Contra Accounts serve as a reduction to the balance of their corresponding accounts to find their net values. The articles and research support materials available on this site are educational and are not intended to be investment or tax advice. All such information is provided solely for convenience purposes only and all users thereof should be guided accordingly. The sales allowance shows the discounts given to customers when returning the product. This is done to entice customers to keep products instead of returning them.

At the end of the year, their assets are as follows… Nova Company valued a van at $30,000, an office building at $500,000 and office equipment at $20,000. At the same time, depreciation for the van at the end of the year ended up at $500. Taking into account the list of contra asset accounts, how would you calculate the net value of assets? If the example looks difficult, rest assured the solution is very simple. Because contra assets simply detract from the total value of the asset account, all one has to do is add up all the assets together first.

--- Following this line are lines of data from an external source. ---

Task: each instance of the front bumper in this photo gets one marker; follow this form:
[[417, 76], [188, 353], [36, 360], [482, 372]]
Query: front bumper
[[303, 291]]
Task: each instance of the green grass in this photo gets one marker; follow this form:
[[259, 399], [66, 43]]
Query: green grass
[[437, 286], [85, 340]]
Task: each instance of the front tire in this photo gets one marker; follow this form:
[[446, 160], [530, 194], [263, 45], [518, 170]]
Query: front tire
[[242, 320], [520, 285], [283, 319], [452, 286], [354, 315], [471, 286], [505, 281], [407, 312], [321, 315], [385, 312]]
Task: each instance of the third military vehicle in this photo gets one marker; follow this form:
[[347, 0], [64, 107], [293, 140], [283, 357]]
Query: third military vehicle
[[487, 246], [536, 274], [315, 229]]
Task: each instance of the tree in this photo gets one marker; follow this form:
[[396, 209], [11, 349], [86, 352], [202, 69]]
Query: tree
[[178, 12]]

For example, a grocery store displays advertisements for a national brand in its weekly flyer. The national brand gives the grocery store cash, reducing the overall cost of printing the flyer. You can estimate the total to record in the allowance for doubtful accounts based on uncollectible revenue totals from the previous year or you can conservatively estimate the amount.

For the purpose of financial statement reporting, the amount on a contra account is subtracted from its parent account gross balance to present the net balance. Consider what would happen if you have sales on credit that you reasonably expect will not be paid. In the example of Homes Inc. the percentage of customers defaulting on the account, and the amount defaulted, is estimable and probable. Past experience with uncollected bad debt has been, on average, 10% of credit sales.